Personal information
- Born: November 23, 1979 (age 46) Honolulu, Hawaii, U.S.
- Listed height: 6 ft 4 in (1.93 m)
- Listed weight: 300 lb (136 kg)

Career information
- High school: Kamehameha-Kapalama (Honolulu)
- College: Arizona
- NFL draft: 2003: 6th round, 208th overall pick

Career history

Playing
- Indianapolis Colts (2003–2005);

Coaching
- Kahuku HS (2017) Interim head coach;

Awards and highlights
- Second-team All-Pac-10 (2002);

Career NFL statistics
- Games played: 28
- Games started: 6
- Stats at Pro Football Reference

= Makoa Freitas =

American football player (born 1979)

Rockne Makoa Freitas (born November 23, 1979) is an American former professional football player who was an offensive lineman in the National Football League (NFL). He played college football for the Arizona Wildcats. He is the son of former NFL player Rocky Freitas.

==Early life==
Freitas attended Kamehameha High School. He earned PrepStar All-America honors, also he was selected to the Western 100 honors from the Tacoma News Tribune. He also was selected to the first-team all-state honors by the Honolulu Star-Bulletin during high school.

==College career==
He played college football at the University of Arizona. He was honorable mention All-Pac-10 during his tenure at Arizona.

==Professional career==
In April 2003, he was selected by the Indianapolis Colts in the sixth round (208th overall) of the 2003 NFL draft. He was waived on August 31, 2003, and signed to the practice squad on September 2. He was promoted to the active roster on September 27 and played in 12 games, starting six, during the 2003 season.

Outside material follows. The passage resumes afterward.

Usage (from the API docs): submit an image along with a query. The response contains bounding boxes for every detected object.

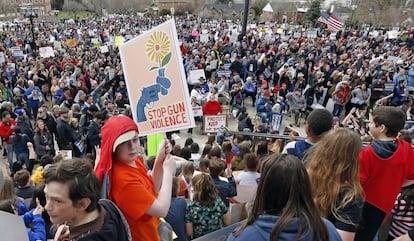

Freitas played in 16 games, no starts, for the Colts in 2004. He was placed on injured reserve on September 3, 2005. He was waived by the Colts on July 28, 2006.

==Coaching career==
Freitas was named the interim head coach for the varsity football team at Kahuku High & Intermediate School in 2017 after head coach Vavae Tata was let go. He led the Red Raiders to an 11–2 record and an OIA championship before losing to Saint Louis in the Open Division title game. Despite his success, he was replaced by the junior varsity head coach, Sterling Carvalho. He is currently an offensive assistant for the junior varsity football team at Kahuku High School.

==Personal life==
Freitas is currently a comptroller at Brigham Young University and is an accountant by trade.